Election group ponders absentees

A federal commission created to study issues related to voting is considering best practices for absentee voters overseas.

The Election Assistance Commission serves in an advisory capacity to policy-makers. At a regular business meeting this week, members discussed methods that states should use to make sure the votes of citizens living overseas are counted, including the transmission of ballots by fax or e-mail.

The primary consideration is making sure ballots get to and from voters in time, said commission member Paul DeGregorio. "The states have different rules of whether they will accept absentee ballots after Election Day," he said.

States should mail out absentee ballots no less than 45 days before Election Day, which will be this Saturday for the Nov. 2 election, he added. Many states mail them 30 days out, he said.

DeGregorio advocated using fax and e-mail to get ballots to and from voters.

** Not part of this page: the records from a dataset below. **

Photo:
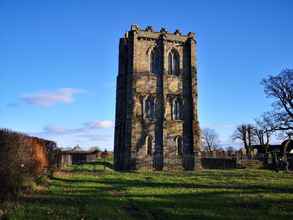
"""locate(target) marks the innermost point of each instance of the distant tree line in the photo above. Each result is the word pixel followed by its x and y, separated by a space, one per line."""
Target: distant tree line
pixel 277 121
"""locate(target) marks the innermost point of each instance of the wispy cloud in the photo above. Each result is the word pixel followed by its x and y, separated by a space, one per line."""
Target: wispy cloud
pixel 94 133
pixel 99 124
pixel 50 98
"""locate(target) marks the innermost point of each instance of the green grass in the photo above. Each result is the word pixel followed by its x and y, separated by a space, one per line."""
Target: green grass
pixel 210 194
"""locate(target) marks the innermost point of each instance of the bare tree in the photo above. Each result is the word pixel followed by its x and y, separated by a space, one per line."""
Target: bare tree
pixel 210 139
pixel 245 133
pixel 280 88
pixel 262 133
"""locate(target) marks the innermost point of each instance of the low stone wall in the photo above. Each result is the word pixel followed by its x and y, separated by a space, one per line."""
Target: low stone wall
pixel 218 163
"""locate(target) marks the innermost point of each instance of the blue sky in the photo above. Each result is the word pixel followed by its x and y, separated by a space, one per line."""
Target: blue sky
pixel 58 61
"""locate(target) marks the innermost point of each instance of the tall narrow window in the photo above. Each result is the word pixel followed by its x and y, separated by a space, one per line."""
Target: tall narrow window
pixel 149 108
pixel 179 145
pixel 173 63
pixel 154 62
pixel 149 145
pixel 177 109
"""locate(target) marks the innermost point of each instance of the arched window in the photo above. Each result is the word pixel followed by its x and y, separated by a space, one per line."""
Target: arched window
pixel 149 145
pixel 149 108
pixel 179 145
pixel 173 63
pixel 177 109
pixel 154 62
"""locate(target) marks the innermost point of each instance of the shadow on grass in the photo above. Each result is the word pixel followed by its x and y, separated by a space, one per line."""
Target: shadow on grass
pixel 126 183
pixel 142 196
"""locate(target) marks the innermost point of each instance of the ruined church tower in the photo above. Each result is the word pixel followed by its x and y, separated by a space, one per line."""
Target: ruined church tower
pixel 156 123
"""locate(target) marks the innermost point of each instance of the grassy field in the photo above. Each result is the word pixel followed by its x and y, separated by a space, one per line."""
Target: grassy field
pixel 88 192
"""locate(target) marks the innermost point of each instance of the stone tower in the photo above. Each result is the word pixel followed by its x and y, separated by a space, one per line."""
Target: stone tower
pixel 156 123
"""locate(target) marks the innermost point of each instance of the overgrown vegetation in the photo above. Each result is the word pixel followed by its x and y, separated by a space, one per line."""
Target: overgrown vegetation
pixel 22 161
pixel 79 193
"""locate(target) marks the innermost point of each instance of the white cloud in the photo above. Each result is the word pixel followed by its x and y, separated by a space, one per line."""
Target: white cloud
pixel 95 133
pixel 100 124
pixel 50 98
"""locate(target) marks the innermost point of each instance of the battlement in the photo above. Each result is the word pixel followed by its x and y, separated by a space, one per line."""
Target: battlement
pixel 150 32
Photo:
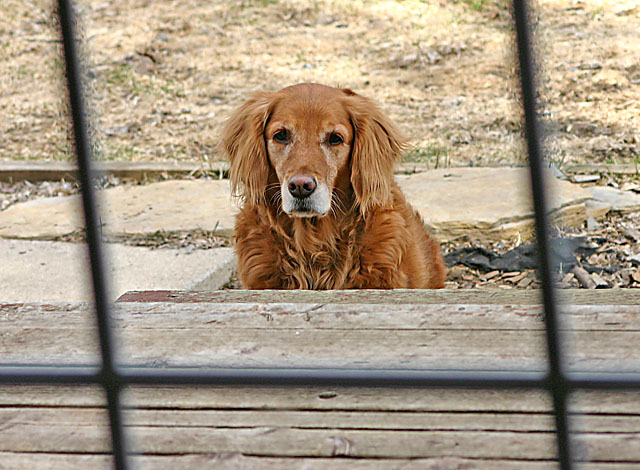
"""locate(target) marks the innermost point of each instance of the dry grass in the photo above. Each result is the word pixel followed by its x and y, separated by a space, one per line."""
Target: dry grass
pixel 163 75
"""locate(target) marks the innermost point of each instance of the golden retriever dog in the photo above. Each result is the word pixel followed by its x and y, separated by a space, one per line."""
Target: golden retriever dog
pixel 313 166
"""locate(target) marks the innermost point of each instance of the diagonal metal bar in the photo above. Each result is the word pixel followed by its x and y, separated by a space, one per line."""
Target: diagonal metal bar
pixel 557 381
pixel 109 376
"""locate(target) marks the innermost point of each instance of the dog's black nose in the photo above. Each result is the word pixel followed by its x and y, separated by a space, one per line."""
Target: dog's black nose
pixel 301 186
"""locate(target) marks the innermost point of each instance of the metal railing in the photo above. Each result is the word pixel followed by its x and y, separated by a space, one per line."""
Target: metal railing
pixel 112 377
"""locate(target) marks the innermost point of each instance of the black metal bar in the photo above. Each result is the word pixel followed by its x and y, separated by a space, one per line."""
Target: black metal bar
pixel 83 152
pixel 383 378
pixel 558 387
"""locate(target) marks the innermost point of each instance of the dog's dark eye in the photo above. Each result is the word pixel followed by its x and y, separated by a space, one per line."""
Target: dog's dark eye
pixel 281 137
pixel 335 139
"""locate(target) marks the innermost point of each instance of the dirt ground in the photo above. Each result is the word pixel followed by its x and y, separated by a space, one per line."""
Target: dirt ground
pixel 162 75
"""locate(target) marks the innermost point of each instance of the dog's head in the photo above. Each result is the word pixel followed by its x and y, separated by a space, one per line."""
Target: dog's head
pixel 313 144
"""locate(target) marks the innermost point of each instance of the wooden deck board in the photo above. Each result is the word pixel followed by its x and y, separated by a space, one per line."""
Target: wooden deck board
pixel 318 428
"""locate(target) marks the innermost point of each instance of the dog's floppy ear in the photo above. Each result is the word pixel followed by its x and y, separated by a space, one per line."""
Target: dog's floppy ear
pixel 243 143
pixel 377 145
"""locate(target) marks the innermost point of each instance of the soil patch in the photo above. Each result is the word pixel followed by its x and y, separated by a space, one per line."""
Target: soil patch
pixel 162 76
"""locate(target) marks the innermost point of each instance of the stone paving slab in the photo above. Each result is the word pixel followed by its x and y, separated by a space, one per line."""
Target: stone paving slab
pixel 620 201
pixel 21 170
pixel 484 203
pixel 43 271
pixel 488 203
pixel 171 206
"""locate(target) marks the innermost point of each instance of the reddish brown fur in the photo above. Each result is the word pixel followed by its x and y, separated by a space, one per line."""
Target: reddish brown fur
pixel 370 238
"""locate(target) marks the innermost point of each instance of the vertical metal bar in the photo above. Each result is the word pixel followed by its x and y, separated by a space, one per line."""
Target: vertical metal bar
pixel 109 377
pixel 557 382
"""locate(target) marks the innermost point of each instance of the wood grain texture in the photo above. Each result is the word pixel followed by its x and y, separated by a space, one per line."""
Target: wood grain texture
pixel 317 428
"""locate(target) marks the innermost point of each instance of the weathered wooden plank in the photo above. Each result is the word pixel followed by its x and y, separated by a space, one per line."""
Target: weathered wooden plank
pixel 335 398
pixel 27 461
pixel 317 335
pixel 229 347
pixel 281 440
pixel 325 316
pixel 401 296
pixel 367 420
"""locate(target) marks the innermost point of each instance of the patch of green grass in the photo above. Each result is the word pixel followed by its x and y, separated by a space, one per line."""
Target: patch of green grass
pixel 122 153
pixel 477 5
pixel 433 155
pixel 124 76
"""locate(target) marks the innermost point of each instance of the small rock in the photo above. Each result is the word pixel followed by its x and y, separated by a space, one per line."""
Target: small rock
pixel 592 224
pixel 599 282
pixel 632 234
pixel 490 275
pixel 585 178
pixel 621 201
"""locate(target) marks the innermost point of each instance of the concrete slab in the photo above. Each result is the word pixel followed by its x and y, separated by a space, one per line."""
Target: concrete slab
pixel 42 271
pixel 172 206
pixel 620 201
pixel 488 203
pixel 483 203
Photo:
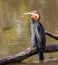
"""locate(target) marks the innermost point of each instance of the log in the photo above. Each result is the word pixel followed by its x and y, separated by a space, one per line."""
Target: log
pixel 27 53
pixel 51 35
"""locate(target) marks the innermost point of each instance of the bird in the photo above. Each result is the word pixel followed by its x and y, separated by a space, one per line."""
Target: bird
pixel 38 37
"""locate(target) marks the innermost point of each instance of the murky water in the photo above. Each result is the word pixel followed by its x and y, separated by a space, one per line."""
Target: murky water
pixel 15 28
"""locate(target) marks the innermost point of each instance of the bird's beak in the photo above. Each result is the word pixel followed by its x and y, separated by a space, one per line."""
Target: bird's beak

Members of the military from Missouri and North Dakota who are stationed overseas already have the option of faxing or e-mailing their completed ballots back to their states, said Defense Department spokeswoman Lt. Col. Ellen Krenke.

But the method has created some privacy concerns.

The voters "would have to give up their anonymity," said Rebecca Mercuri, a computer scientist who has been active in the electronic voting controversy. "They are not casting an anonymous ballot. That opens up all kinds of issues of coercion."

Missouri officials acknowledge the lack of privacy, said Terri Durdaller, communications director for the state.

"This is just an option," she said. "It's not mandated by law. If the military men and women are not comfortable with having their vote not be a secret ballot, they should not use this option."

State officials allowed the option in an August primary election and only about 10 people used it, she added.

"Military members from Missouri or North Dakota who choose to fax their completed ballots through the Electronic Transmission Service must sign a document stating that they understand that they waive their right to privacy when using this service," Krenke said.

DOD officials earlier halted a plan to allow voting via the Internet, citing security concerns.

At the Sept. 13 meeting, DeGregorio also emphasized the need to consider nonmilitary voters. "The DOD has taken some steps, but we must recognize that there are millions of other citizens overseas," he said.

Altogether, about 6 million voters are expected to vote by absentee ballot, said EAC Chairman DeForest Soaries.